Hey thanks for your response! I do have an environment with torch 2.31, cu121, trt 10, ultralytics 8.2,.. I added stream_buffer=True but still the same... I know it should work fast bcs Idzard did the demo live and he was using the most heavy pose model with size of 640x640 and tracking more than 5 people and using the plot function...

— Reply to this email directly, view it on GitHub https://github.com/IntentDev/touchpy/issues/3#issuecomment-2165297312, or unsubscribe https://github.com/notifications/unsubscribe-auth/ARMW6PW67XK3II72H7NMYTLZHF2JDAVCNFSM6AAAAABJIBLDQCVHI2DSMVQWIX3LMV43OSLTON2WKQ3PNVWWK3TUHMZDCNRVGI4TOMZRGI . You are receiving this because you commented.Message ID: @.***>

keithlostracco commented 4 months ago

I don't see any reason for in your script for such bad performance on the Spout receive in TD other than the API usage error TRT is reporting about the shape being wrong? Also I wouldn't trust those processing time numbers coming from Yolo, I would time the whole callback to verify the issue is happening there.

joansc commented 4 months ago

So if I time only the plot function I get around 24ms of processing... So I guess as @UnveilStudio said it should be avoided. What I don't get then is why in your demos @keithlostracco you didn't have this problem, as you were using a bigger res, tracking more people and using the heaviest model... im on a pc tower i9-14 4090, so I would discard bcs pc specs...

keithlostracco commented 4 months ago

I don't remember the plot function being that slow, seems strange.

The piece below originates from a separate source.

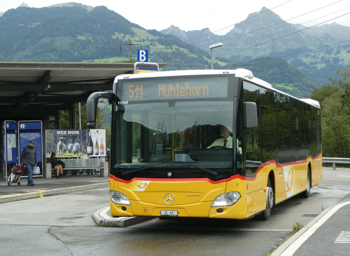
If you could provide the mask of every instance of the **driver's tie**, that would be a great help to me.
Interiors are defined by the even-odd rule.
[[[227,142],[227,140],[224,140],[224,147],[226,147],[226,142]]]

In either case you could avoid it altogether if you just get the joint data out as a numpy array, copy it to an in_chop and use the data to draw your own joints and skeleton with instancing in the Touch component. It will be way faster than the OpenCV functions and cpu mat that Yolo is using...

In this case I don't think there is an issue with TouchPy so I'm going to transfer this thread to a discussion (see tab at the top of the page).